Das Projekt bihus.info veröffentlichte eine Untersuchung seiner Verbindungen zu den "pro-russischen" Abgeordneten Wadim Stolar und Wiktor Medwedtschuk von der "Oppositionsplattform - Für das Leben". Der populäre Journalist Michail Tkatsch von der Ukrainska Prawda appellierte an Präsident Selenskij, beide Politiker zu entlassen und zu bestrafen.

Es gibt Hinweise darauf, dass Washington und seine Verbündeten die Macht von Selenskij beschneiden wollen. Westliche Medien bringen gelegentlich eine Unzufriedenheit mit seiner dominanten Position in der Innenpolitik zum Ausdruck. Wie das von Selenskij in der Ukraine verbotene Medium strana.ua behauptete, lässt sich daraus folgern, dass die Beschneidung der Macht von Selenskij demonstriere, dass die USA und die EU beabsichtigen, die Kontrolle darüber zu behalten, wie die Multimilliarden-Dollar-Hilfe für die Ukraine – derzeit etwa 50 Prozent des ukrainischen Staatshaushalts – verwendet werden. Unter diesen Umständen waren die Behörden in Kiew gezwungen, auf Druck des Westens auf die Korruptionsvorwürfe zu reagieren.

Die USA konnten das Büro des Präsidenten der Ukraine davon überzeugen, den Posten des Direktors des NABU zu besetzen, so der Vorsitzende der Partei "Diener des Volkes", David Arachamija. Damit könnte sich in der Ukraine bald eine vom Entscheidungszentrum unabhängige Machtstruktur bilden. Selenskij seinerseits versucht, den Druck seiner westlichen Paten zu mindern, indem er mehrere Beamte entlässt. Er wird jedoch wahrscheinlich planen, die Hauptfiguren seines Systems im Amt zu behalten – zumindest seinen Büroleiter Andrei Jermak, nachdem er seinen Verteidigungsminister Alexei Resnikow absetzen musste. Jeder Schaden an ihrem Ruf schwächt ernsthaft die Position des Präsidenten.
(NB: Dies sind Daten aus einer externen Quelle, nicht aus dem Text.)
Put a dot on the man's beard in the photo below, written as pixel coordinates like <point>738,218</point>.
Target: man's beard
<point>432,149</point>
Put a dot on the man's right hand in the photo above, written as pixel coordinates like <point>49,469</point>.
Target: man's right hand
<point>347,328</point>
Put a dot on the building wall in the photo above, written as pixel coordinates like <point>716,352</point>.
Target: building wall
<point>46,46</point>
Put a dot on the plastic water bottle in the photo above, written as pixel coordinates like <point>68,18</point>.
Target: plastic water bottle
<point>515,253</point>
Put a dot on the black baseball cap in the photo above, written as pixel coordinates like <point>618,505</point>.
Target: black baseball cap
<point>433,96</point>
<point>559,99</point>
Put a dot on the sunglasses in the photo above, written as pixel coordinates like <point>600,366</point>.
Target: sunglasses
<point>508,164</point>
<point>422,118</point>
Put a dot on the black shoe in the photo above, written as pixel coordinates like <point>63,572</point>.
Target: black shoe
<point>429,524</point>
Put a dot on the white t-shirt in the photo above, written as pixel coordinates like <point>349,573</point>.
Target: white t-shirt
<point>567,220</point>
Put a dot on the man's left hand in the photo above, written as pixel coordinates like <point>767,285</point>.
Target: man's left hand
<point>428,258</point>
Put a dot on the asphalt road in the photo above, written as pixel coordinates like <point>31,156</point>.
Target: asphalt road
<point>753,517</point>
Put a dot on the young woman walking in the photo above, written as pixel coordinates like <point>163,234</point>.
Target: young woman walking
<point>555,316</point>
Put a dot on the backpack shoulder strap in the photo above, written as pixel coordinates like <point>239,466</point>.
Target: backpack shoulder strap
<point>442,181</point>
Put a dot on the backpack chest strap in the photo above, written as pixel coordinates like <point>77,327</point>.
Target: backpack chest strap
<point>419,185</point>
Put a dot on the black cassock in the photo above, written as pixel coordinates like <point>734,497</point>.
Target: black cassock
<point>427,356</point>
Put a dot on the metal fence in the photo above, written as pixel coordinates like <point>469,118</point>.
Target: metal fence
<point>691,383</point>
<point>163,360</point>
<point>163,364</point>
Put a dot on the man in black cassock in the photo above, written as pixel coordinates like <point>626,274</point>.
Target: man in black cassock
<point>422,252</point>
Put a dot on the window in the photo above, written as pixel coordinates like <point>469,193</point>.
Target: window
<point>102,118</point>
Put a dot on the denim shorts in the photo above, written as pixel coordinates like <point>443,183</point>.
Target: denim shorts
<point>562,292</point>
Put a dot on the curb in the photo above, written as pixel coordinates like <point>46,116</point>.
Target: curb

Wie eingangs erwähnt, hat Selenskij bereits ein wichtiges Mitglied seines Teams entlassen, den stellvertretenden Leiter seines Büros, Kirill Timoschenko. Berichten zufolge erhielt die Regierung Informationen, dass die NABU Timoschenko in mehreren Korruptionsfällen als Verdächtigen behandelt. So stieß er beispielsweise auf eine Welle harscher Kritik, weil er einen amerikanischen Geländewagen privat und persönlich nutzte, der aus einer Wagenflotte stammt, die von General Motors gespendet wurde, für die Evakuierung ukrainischer Bürger aus den Kampfgebieten. Timoschenko hingegen behauptet, er habe das Fahrzeug nur für Dienstfahrten benutzt.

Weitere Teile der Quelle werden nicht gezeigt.